Testing with Noise=.04

In this test we see that a gamma of .1 does a the best at matching the shape we want. Higher than .1 is overfit and below .1 is underfit.

X_train, y_train = make_moons(80, shuffle = True, noise = 0.4)
X_test, y_test = make_moons(80, shuffle = True, noise = 0.4)
gammas = [.01, .1, 1, 10]
fig, axarr = plt.subplots(len(gammas), 2, figsize=(12, 6*len(gammas)))

for i, gamma in enumerate(gammas):
    KLR = KernelLogisticRegression(rbf_kernel, gamma=gamma)
    KLR.fit(X_train, y_train)
    construct_plot(X_train, y_train, KLR, axarr[i][0], f"gamma={gamma} Training Accuracy = ")
    construct_plot(X_test, y_test, KLR, axarr[i][1], f"gamma={gamma} Test Accuracy = ")

Conclusions from Experiment 3

Overall, I don’t have enough evidence to suggest that the best value for gamma depends on the noise level.
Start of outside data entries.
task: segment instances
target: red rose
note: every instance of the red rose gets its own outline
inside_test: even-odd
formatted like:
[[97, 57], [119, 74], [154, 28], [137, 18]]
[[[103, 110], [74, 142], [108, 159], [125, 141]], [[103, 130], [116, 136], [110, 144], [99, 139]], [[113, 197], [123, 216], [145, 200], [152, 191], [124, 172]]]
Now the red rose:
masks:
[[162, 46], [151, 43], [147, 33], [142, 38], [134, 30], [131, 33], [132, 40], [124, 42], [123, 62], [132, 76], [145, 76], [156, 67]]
This generally matches what I have seen in the documentation that assigns gamma based off of the size of the training set.

Experiment 4: Other Shapes

Testing with gamma=.1
noises = [0, .1, .2]
fig, axarr = plt.subplots(len(noises), 2, figsize=(12, 6*len(noises)))
gamma = .1
for i, noise in enumerate(noises):
    X_train, y_train = make_circles(50, shuffle = True, noise = noise)
    X_test, y_test = make_circles(50, shuffle = True, noise = noise)
    KLR = KernelLogisticRegression(rbf_kernel, gamma=gamma)
    KLR.fit(X_train, y_train)
    construct_plot(X_train, y_train, KLR, axarr[i][0], f"noise={noise} Training Accuracy = ")
    construct_plot(X_test, y_test, KLR, axarr[i][1], f"noise={noise} Test Accuracy = ")

Testing with gamma=1
noises = [0, .1, .2]
fig, axarr = plt.subplots(len(noises), 2, figsize=(12, 6*len(noises)))
gamma = 1
for i, noise in enumerate(noises):
    X_train, y_train = make_circles(50, shuffle = True, noise = noise)
    X_test, y_test = make_circles(50, shuffle = True, noise = noise)
    KLR = KernelLogisticRegression(rbf_kernel, gamma=gamma)
    KLR.fit(X_train, y_train)
    construct_plot(X_train, y_train, KLR, axarr[i][0], f"noise={noise} Training Accuracy = ")
    construct_plot(X_test, y_test, KLR, axarr[i][1], f"noise={noise} Test Accuracy = ")

Testing with gamma=10

A gamma value of 10 is too high with

noises = [0, .1, .2]
fig, axarr = plt.subplots(len(noises), 2, figsize=(12, 6*len(noises)))
gamma = 10
for i, noise in enumerate(noises):
    X_train, y_train = make_circles(50, shuffle = True, noise = noise)
    X_test, y_test = make_circles(50, shuffle = True, noise = noise)
    KLR = KernelLogisticRegression(rbf_kernel, gamma=gamma)
    KLR.fit(X_train, y_train)
    construct_plot(X_train, y_train, KLR, axarr[i][0], f"noise={noise} Training Accuracy = ")
    construct_plot(X_test, y_test, KLR, axarr[i][1], f"noise={noise} Test Accuracy = ")

Conclusions from Experiment 4

When there is no noise pretty much any reasonable gamma will do, but once there starts to be signficant noise, the lower gamma value does better on this set.